Evernote OCR and monospaced font


Recommended Posts

Hi all,

 

I started uploading some code snippets to some of my notes, as image files (using windows snipping tool I just select the region, copy and paste into the note).
Now I'm using evernote's search tool to look for some specific words that are nowhere except on those code snippets hoping that the OCR can find those and take me to the respective notes.

 

It's not finding the search terms. 

 

One example of such image files with code is the following:

 

Capture.jpg

 

(note: it does not look as blurred in evernote as here)

 

I'm aware it takes some time for the OCR to be done for non-premium users (which is my case), as discussed in this topic. However I've waited 6 days, retried the search, and no results were found again.

 

I'm wondering if the problem is the use of monospaced font since I've uploaded some images with other font types and the OCR works.

 

Thanks for the help,

Fabio

 

 

Link to comment

There are a number of variables at play:

 

  • To narrow down the troubleshooting, take a look at your note information and see whether all image attachment are in fact indexed.
    • If not, try holding down "Ctrl" and clicking on the "Help" menu in the uppermost toolbar. Then click on "Fix Current Note". That may work. After 6 days, for sure, your note should have been indexed. You can also check the web client to verify. 
  • Even if the text in the image is of a recognizably good resolution, sometimes a slightly higher image resolution yields better/ more accurate results - as evidenced when I zoom in on a web browser before clipping with the Windows snipping tool. There is more accuracy with OCR then. I've tested this quite extensively. Try tinkering with a better resolution - however, I'm not sure whether you can get a better resolution with the snipping tool... but perhaps, depending on the application your code is in, you may be able to zoom in before snipping. 
  • In my experience the font type you have in your image should not present any problems in itself.
  • Could you give an example of an exact search phrase you are using? 
  • Make sure you're using the search bar and not Ctrl + F to search OCR

 

I just downloaded and indexed the image you posted above. Although it does recognize words, it has difficulty finding certain entire strings... 

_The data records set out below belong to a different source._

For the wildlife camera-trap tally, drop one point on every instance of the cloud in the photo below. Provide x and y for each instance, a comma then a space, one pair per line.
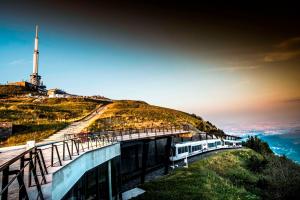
281, 56
233, 68
292, 100
289, 43
286, 50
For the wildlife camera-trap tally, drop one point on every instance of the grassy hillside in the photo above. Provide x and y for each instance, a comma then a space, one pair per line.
234, 174
138, 114
35, 118
13, 90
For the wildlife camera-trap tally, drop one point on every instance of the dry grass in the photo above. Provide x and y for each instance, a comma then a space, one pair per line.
35, 118
138, 114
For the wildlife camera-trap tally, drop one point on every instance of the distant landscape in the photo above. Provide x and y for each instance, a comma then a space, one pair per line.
250, 173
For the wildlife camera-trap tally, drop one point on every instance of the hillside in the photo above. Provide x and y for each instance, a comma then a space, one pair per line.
14, 90
37, 118
235, 174
138, 114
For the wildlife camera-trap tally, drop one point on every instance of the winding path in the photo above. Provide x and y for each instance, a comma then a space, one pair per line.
76, 127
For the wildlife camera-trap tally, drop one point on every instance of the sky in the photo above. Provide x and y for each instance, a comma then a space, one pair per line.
229, 63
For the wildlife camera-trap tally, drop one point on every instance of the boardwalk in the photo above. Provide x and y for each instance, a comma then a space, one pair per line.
37, 165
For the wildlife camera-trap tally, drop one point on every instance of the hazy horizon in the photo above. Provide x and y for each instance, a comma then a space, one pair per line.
222, 63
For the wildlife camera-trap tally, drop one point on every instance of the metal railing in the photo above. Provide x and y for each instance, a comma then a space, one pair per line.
17, 174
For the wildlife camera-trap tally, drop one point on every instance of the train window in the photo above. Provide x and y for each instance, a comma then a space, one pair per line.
211, 145
182, 150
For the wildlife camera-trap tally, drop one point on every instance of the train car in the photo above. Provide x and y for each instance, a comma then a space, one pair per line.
182, 150
232, 144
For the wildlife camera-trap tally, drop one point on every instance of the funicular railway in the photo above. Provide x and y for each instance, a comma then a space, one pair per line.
87, 166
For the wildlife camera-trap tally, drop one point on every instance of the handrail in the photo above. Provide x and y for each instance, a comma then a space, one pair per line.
63, 150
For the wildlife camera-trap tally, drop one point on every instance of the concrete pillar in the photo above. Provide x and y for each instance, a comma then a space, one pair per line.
167, 154
144, 160
109, 181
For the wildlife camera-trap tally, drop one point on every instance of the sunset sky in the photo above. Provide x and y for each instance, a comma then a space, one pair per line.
227, 63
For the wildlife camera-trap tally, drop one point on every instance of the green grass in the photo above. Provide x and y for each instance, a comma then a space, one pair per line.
221, 176
230, 175
138, 114
35, 118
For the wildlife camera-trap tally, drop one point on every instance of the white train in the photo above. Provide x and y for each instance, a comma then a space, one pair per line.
187, 149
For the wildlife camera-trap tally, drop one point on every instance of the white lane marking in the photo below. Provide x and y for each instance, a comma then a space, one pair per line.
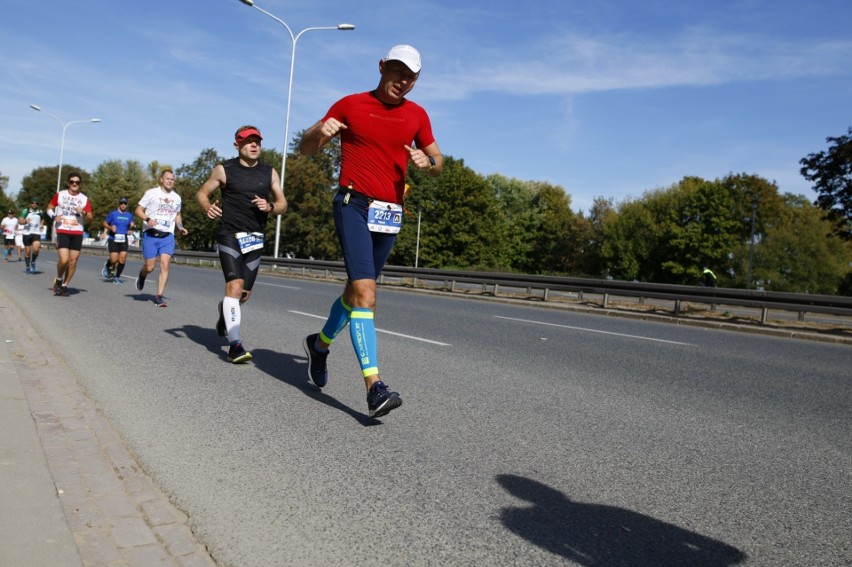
421, 339
278, 285
594, 331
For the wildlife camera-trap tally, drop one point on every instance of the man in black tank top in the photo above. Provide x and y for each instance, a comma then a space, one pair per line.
250, 191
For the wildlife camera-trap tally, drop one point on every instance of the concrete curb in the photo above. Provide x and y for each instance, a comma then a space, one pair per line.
71, 492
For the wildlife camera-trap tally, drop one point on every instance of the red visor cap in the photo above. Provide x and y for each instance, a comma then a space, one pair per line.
248, 133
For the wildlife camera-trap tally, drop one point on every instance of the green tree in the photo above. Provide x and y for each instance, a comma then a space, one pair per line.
800, 254
758, 210
831, 172
188, 180
592, 263
461, 226
310, 185
514, 199
555, 246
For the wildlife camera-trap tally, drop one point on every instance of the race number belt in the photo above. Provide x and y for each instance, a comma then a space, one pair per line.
250, 241
384, 217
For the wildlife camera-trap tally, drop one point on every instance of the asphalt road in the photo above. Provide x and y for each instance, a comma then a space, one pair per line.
528, 436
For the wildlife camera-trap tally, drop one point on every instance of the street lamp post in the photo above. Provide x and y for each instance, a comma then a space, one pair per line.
417, 246
65, 126
294, 39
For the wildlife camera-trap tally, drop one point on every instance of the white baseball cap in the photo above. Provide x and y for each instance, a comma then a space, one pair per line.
406, 54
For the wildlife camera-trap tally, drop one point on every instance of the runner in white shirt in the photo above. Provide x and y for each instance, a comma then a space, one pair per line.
9, 225
159, 210
32, 219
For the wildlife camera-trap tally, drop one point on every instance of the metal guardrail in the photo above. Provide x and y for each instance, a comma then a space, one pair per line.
497, 282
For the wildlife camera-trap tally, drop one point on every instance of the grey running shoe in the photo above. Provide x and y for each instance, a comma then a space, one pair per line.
317, 370
238, 355
380, 401
221, 330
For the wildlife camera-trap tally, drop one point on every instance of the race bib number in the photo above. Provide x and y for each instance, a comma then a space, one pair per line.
250, 241
384, 217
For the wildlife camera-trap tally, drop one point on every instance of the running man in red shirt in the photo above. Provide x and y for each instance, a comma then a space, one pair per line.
380, 132
70, 210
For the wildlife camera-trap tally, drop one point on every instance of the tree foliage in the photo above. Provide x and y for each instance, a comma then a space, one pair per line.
831, 172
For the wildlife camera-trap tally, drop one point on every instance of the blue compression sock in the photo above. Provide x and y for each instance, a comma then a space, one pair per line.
363, 333
338, 318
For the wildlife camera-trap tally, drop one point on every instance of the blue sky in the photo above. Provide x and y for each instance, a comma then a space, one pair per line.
604, 98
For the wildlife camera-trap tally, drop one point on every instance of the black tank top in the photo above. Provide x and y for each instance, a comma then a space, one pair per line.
242, 184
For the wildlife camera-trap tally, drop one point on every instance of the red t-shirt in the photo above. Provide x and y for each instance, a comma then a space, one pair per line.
67, 219
374, 158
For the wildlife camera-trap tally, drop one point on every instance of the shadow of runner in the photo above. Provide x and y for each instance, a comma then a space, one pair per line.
201, 336
286, 368
292, 370
594, 534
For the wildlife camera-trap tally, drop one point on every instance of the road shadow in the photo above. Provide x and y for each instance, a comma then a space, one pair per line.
202, 336
292, 370
287, 368
594, 534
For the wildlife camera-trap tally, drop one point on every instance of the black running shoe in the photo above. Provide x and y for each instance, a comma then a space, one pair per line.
221, 330
380, 401
238, 355
317, 371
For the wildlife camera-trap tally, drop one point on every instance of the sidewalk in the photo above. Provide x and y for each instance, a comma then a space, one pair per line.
70, 493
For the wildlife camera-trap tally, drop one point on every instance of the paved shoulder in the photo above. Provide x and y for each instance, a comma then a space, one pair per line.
70, 492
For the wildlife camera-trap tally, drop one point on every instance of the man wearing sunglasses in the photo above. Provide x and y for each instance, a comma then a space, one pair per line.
70, 210
119, 223
381, 133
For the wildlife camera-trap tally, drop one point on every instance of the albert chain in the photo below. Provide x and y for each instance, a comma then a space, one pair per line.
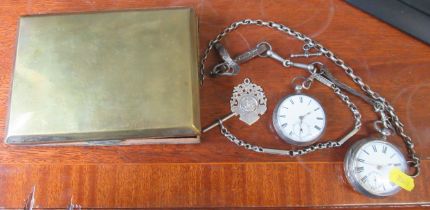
389, 118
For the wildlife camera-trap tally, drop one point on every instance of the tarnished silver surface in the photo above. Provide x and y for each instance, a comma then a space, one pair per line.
248, 101
381, 105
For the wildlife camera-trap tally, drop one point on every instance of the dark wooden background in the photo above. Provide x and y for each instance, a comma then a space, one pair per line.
216, 173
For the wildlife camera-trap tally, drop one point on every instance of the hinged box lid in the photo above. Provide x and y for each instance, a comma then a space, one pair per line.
105, 76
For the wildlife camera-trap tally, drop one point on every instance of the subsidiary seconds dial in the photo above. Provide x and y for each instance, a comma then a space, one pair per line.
368, 164
299, 119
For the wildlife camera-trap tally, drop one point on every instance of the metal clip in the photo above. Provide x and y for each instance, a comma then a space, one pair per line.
306, 52
285, 62
230, 66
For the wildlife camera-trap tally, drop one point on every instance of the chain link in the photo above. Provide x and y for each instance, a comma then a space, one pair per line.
383, 104
305, 150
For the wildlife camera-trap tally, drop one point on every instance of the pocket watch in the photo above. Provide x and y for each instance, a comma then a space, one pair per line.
368, 164
299, 119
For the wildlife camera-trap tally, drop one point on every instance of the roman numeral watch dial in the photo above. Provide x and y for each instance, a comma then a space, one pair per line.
368, 164
299, 119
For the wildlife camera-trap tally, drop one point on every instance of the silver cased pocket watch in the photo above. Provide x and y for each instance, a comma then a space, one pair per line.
299, 119
368, 164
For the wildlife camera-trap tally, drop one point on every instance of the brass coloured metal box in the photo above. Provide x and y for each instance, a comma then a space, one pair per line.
120, 77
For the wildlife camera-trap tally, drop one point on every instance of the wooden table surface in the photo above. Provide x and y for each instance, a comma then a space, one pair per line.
217, 173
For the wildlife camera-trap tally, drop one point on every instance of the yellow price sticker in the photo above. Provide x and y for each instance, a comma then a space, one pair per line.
401, 179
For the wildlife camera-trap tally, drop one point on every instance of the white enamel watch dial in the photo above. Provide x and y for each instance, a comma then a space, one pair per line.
368, 164
299, 119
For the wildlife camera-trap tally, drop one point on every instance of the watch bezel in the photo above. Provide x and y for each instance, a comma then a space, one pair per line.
278, 129
349, 166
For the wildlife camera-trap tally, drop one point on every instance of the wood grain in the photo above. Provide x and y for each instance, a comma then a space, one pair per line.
216, 173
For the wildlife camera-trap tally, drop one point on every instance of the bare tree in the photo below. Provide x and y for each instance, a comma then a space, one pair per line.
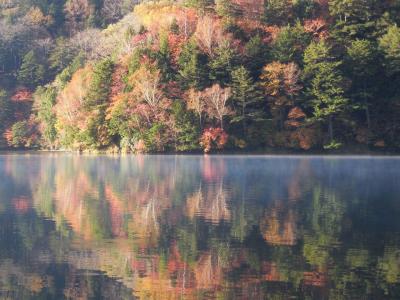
217, 99
196, 102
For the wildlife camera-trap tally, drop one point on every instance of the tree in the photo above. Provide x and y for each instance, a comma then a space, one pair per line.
354, 18
31, 72
245, 97
290, 44
146, 82
326, 84
196, 102
45, 98
192, 67
200, 5
389, 45
163, 57
187, 132
361, 55
255, 55
5, 110
20, 133
217, 99
221, 64
281, 84
278, 12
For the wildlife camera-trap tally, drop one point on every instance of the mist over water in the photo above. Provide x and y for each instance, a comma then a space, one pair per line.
199, 227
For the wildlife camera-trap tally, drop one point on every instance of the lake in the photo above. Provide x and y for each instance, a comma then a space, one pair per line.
199, 227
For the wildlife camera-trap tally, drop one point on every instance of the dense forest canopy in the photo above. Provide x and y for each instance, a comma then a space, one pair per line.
119, 75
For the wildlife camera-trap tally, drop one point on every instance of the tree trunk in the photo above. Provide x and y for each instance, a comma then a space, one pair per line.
367, 114
331, 128
244, 121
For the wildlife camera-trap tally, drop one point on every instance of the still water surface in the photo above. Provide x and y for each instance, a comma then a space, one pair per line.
199, 227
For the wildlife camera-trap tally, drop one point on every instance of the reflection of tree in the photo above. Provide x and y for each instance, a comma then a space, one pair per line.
191, 227
210, 203
326, 219
279, 226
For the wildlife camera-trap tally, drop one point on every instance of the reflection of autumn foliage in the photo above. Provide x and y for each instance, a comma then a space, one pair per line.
213, 138
208, 272
253, 9
70, 195
279, 228
33, 282
210, 204
318, 279
22, 95
71, 99
21, 204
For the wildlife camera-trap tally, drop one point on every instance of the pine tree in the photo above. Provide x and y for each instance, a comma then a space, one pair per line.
221, 65
325, 84
361, 55
192, 64
245, 97
255, 55
45, 98
5, 110
31, 72
389, 45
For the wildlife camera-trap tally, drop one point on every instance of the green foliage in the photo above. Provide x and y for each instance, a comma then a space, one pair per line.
278, 12
65, 76
61, 56
5, 110
95, 103
164, 60
192, 67
326, 85
290, 44
20, 132
389, 45
246, 98
188, 131
31, 73
45, 98
221, 65
256, 55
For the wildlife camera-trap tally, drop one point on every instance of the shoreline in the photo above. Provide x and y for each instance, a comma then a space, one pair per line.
261, 152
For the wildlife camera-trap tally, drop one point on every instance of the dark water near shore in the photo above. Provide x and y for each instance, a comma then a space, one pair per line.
199, 227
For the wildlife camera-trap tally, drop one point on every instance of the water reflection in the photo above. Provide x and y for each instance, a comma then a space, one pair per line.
198, 227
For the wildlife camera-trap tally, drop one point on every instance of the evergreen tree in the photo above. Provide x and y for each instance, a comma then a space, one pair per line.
361, 55
221, 65
290, 44
164, 60
255, 55
245, 97
325, 84
45, 98
31, 73
389, 45
192, 65
5, 110
95, 103
278, 12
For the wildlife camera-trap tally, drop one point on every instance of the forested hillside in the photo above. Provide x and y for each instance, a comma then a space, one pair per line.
117, 75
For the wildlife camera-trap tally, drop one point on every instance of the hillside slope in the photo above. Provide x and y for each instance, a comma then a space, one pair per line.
199, 74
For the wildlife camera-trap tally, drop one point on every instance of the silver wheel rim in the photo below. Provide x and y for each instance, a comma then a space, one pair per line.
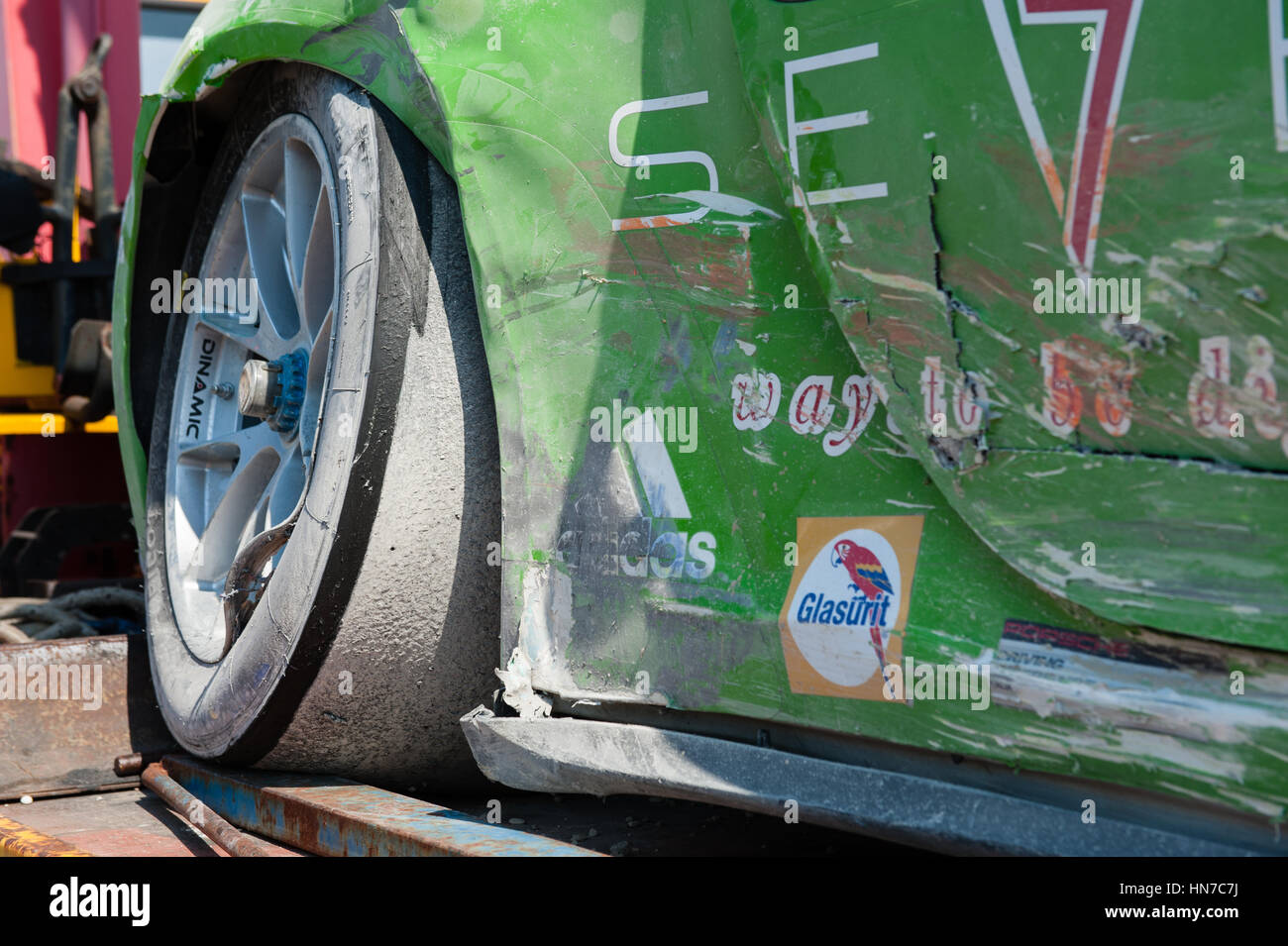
232, 477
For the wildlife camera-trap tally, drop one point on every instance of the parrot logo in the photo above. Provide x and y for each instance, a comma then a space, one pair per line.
868, 578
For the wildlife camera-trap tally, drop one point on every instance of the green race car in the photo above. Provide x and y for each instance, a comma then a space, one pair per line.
850, 409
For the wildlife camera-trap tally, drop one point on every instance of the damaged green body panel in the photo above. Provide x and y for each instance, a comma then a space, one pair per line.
640, 233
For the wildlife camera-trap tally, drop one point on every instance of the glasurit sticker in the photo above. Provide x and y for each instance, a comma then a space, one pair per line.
848, 602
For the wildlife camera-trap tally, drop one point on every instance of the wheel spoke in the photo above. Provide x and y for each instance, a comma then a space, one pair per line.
318, 283
230, 490
303, 193
224, 532
266, 241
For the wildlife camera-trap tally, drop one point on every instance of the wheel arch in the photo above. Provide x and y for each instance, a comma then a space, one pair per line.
176, 138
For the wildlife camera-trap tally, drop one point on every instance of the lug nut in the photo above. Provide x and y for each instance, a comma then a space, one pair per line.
259, 387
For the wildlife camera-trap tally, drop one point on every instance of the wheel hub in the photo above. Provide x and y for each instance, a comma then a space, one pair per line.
274, 390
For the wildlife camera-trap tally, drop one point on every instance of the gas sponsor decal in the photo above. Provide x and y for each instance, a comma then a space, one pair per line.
848, 602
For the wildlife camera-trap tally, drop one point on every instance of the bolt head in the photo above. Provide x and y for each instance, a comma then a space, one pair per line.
258, 387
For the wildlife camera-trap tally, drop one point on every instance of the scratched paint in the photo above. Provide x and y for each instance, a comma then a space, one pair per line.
748, 258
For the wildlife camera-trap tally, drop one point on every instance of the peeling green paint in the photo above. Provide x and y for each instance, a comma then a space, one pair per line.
1189, 530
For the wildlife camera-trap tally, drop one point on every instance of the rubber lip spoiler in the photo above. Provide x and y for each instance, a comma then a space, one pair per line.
603, 758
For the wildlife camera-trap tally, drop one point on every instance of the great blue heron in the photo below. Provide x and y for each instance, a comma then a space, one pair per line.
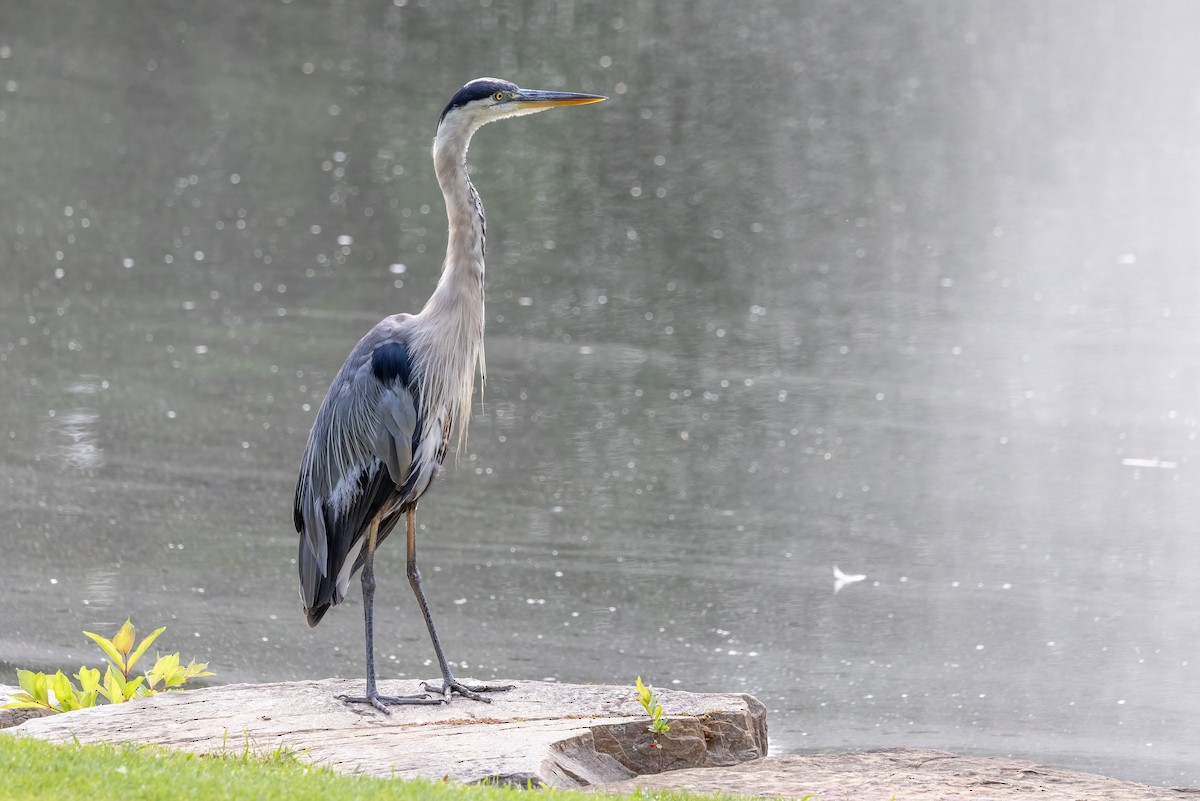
382, 432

  • i.e. Evernote search doesn't recognize underscores and totally ignores periods and other symbols. In fact, if I type the following into my search bar, I get 24,083 matches (all of the notes in my account):   (.(=%(.((.%%((=))..)=)=%%%)).)&*$##$%^%&).))) ... so it's not only an OCR issue
  • If I type in twix_obj.image.dataDims;:
    • the underscore is not recognized and so will not retrieve your note as a match. If I exclude the underscore I find that particular string.
    • I can replace the periods with almost any and as many symbols as I wish, and the note will still show (even wrapped in quotes):
      •   "obj%image*&^%dataDims"  gives me a match on your image in a note
  • Although for OCRed images one would be able to find text through the search bar, one cannot then use Ctrl + F to search within a specific note you have in mind. Your search phrase has to come up as a match according to the search syntax you entered. You can easily  isolate your note through the "intitle:" operator if it has a unique title... and then continue to enter your keywords in the search bar, which only then appears to search within your note matched.

I wouldn't recommend taking screenshots of your code snippets. There are better ways to capture and search them, especially if you'd like to copy them at some point down the road. I would recommend simply selecting your code snippet and importing that into Evernote. There are many ways to achieve this. Here are 2:

  • Select your code then use the "Win + A" shortcut which automatically pastes your selection into a new Evernote note on your local machine
  • If you're in your browser you can also use the above method or alternatively select your code and hit the Evernote web clipper icon, which will copy your selection to the EN servers. I like this option in that you can select your notebook and/ or tags along with some other options.

Good luck!

Link to comment

(@Frank.dg)

 

Thanks a lot for the comprehensive answer.

 

  • In one of my notes with a similar code snippet, the images were not indexed. The "Ctrl" > "Help" > "Fix Current Note" changed the status to indexed. After a few seconds the OCR started to work.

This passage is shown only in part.